The labels for the training and the testing dataset are currently categorical and is not continuous. To include categorical dataset in our model, our labels should be converted to one-hot encodings.

For example, 2 becomes [0,0,1,0,0,0,0,0,0,0] and 7 becomes [0,0,0,0,0,0,0,1,0,0].

Run the following cell to transform the labels into one-hot encodings

In [57]:
y_train = tf.one_hot(y_train.astype(np.int32), depth=10)
y_test = tf.one_hot(y_test.astype(np.int32), depth=10)

### Now lets build out model

In [59]:
# model settings
batch_size = 64
num_classes = 10
epochs = 5

### Model structure description

- Conv2D layers are convolutions.

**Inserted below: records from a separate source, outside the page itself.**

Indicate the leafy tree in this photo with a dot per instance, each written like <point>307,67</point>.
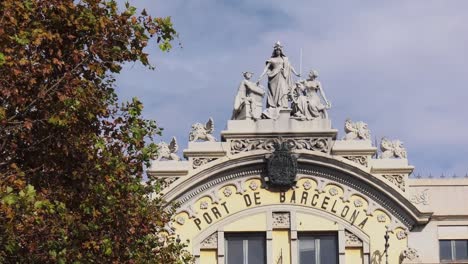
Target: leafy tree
<point>72,184</point>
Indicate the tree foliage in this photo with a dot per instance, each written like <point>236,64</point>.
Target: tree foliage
<point>72,184</point>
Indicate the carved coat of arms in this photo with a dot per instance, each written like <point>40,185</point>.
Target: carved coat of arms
<point>281,167</point>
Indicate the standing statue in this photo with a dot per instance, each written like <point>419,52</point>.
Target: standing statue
<point>202,132</point>
<point>392,149</point>
<point>356,130</point>
<point>307,103</point>
<point>168,152</point>
<point>248,102</point>
<point>280,81</point>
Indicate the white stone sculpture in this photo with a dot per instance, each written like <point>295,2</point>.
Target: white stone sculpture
<point>168,151</point>
<point>392,149</point>
<point>202,132</point>
<point>307,99</point>
<point>280,82</point>
<point>249,99</point>
<point>356,130</point>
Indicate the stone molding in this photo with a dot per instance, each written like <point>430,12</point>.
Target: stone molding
<point>320,144</point>
<point>352,240</point>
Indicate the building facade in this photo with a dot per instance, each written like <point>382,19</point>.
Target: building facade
<point>282,187</point>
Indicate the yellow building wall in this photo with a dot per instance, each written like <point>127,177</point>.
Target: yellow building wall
<point>208,256</point>
<point>281,247</point>
<point>354,256</point>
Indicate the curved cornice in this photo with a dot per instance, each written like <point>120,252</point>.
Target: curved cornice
<point>310,163</point>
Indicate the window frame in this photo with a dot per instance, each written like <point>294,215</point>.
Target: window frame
<point>316,236</point>
<point>245,250</point>
<point>453,251</point>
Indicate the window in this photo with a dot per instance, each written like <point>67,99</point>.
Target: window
<point>245,248</point>
<point>453,250</point>
<point>318,248</point>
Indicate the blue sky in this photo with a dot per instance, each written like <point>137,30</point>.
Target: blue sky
<point>400,66</point>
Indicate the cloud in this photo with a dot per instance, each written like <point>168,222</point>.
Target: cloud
<point>401,66</point>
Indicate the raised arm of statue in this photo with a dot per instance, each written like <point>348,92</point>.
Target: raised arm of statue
<point>267,66</point>
<point>322,93</point>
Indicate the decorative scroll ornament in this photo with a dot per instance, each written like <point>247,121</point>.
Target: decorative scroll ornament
<point>281,167</point>
<point>392,149</point>
<point>333,191</point>
<point>202,132</point>
<point>168,151</point>
<point>420,198</point>
<point>211,242</point>
<point>362,160</point>
<point>281,220</point>
<point>397,179</point>
<point>320,144</point>
<point>352,240</point>
<point>356,130</point>
<point>197,162</point>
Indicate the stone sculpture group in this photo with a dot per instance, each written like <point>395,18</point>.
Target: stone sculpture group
<point>305,98</point>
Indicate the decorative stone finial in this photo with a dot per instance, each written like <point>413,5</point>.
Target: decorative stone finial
<point>202,132</point>
<point>356,130</point>
<point>168,151</point>
<point>392,149</point>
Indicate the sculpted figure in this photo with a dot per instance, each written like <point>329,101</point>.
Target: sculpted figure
<point>307,99</point>
<point>202,132</point>
<point>168,152</point>
<point>248,102</point>
<point>357,130</point>
<point>280,81</point>
<point>392,149</point>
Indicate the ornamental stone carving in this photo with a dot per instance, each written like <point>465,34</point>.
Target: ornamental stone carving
<point>333,191</point>
<point>420,197</point>
<point>392,149</point>
<point>321,144</point>
<point>409,255</point>
<point>396,179</point>
<point>197,162</point>
<point>281,220</point>
<point>361,160</point>
<point>211,242</point>
<point>227,191</point>
<point>307,185</point>
<point>202,132</point>
<point>352,240</point>
<point>168,151</point>
<point>204,205</point>
<point>356,130</point>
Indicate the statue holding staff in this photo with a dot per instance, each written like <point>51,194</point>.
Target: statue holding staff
<point>280,81</point>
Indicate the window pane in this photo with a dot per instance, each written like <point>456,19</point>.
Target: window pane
<point>445,250</point>
<point>461,249</point>
<point>243,248</point>
<point>307,250</point>
<point>318,249</point>
<point>256,249</point>
<point>234,250</point>
<point>328,249</point>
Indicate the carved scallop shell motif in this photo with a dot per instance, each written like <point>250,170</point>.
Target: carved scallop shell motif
<point>253,185</point>
<point>307,185</point>
<point>401,234</point>
<point>180,220</point>
<point>333,191</point>
<point>358,203</point>
<point>381,218</point>
<point>227,192</point>
<point>204,205</point>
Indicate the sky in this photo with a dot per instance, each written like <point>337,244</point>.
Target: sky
<point>400,66</point>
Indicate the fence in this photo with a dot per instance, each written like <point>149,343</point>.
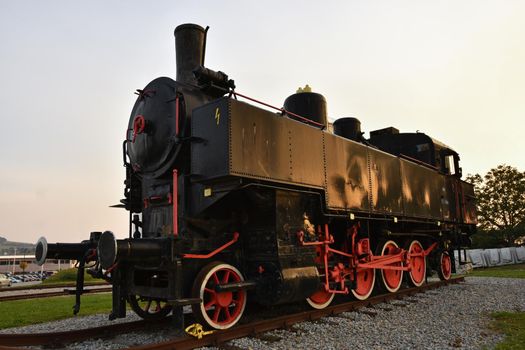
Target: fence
<point>494,257</point>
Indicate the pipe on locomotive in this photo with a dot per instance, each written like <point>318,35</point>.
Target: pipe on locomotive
<point>72,251</point>
<point>190,47</point>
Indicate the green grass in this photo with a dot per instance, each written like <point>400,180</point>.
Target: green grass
<point>512,324</point>
<point>510,271</point>
<point>18,313</point>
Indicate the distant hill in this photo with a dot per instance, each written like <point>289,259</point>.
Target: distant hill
<point>8,247</point>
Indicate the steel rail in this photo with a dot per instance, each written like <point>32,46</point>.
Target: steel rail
<point>50,294</point>
<point>216,338</point>
<point>49,286</point>
<point>60,338</point>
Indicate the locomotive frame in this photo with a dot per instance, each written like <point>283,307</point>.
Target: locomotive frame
<point>230,202</point>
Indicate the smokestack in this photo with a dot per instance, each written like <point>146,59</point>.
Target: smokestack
<point>190,47</point>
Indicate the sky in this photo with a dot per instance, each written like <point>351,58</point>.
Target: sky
<point>68,69</point>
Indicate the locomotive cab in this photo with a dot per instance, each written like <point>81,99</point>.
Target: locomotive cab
<point>419,147</point>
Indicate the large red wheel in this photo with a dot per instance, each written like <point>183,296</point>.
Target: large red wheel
<point>219,310</point>
<point>390,279</point>
<point>445,266</point>
<point>320,299</point>
<point>366,279</point>
<point>418,264</point>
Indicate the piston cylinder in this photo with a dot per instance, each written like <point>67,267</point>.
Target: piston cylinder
<point>110,249</point>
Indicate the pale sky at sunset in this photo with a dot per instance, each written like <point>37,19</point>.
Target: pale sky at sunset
<point>68,69</point>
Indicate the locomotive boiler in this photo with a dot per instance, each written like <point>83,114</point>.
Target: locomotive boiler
<point>232,202</point>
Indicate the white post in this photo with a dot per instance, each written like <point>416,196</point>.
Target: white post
<point>14,260</point>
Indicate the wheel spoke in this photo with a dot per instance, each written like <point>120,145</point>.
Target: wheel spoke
<point>216,313</point>
<point>226,276</point>
<point>227,311</point>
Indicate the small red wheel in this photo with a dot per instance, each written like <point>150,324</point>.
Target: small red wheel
<point>417,263</point>
<point>219,310</point>
<point>366,279</point>
<point>445,266</point>
<point>320,299</point>
<point>391,279</point>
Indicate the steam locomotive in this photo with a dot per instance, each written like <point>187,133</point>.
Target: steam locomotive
<point>230,202</point>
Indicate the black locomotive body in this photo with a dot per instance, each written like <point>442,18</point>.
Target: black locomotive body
<point>230,202</point>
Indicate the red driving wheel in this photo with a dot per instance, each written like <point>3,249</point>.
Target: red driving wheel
<point>219,310</point>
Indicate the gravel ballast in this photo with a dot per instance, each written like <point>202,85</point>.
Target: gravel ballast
<point>451,317</point>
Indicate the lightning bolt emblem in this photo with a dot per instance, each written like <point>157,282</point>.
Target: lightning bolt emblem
<point>217,115</point>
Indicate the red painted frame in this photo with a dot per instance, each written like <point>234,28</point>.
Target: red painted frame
<point>376,262</point>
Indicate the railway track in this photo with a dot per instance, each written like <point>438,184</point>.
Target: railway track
<point>51,294</point>
<point>7,341</point>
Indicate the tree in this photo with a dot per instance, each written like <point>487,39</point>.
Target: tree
<point>501,201</point>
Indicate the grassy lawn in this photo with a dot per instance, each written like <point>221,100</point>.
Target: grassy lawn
<point>25,312</point>
<point>511,271</point>
<point>512,324</point>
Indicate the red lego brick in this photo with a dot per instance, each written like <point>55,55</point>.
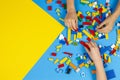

Each filter (32 in the first two convolution layers and 64 in the next two convolution layers) transforms a part of the image (5x5 for the first two Conv2D layers and 3x3 for the next two Conv2D layers). The transformation is applied on the whole image.

- MaxPool2D is a downsampling filter. It reduces a 2x2 matrix of the image to a single pixel with the maximum value of the 2x2 matrix. The filter aims to conserve the main features of the image while reducing the size.

- Dropout is a regularization layer. In our model, 25% of the nodes in the layer are randomly ignores, allowing the network to learn different features. This prevents overfitting.

- relu is the rectifier, and it is used to find nonlinearity in the data. It works by returning the input value if the input value >= 0. If the input is negative, it returns 0.

- Flatten converts the tensors into a 1D vector.

- The Dense layers are an artificial neural network (ANN). The last layer returns the probability that an image is in each class (one for each digit).

As this model aims to categorize the images, we will use a categorical_crossentropy loss function.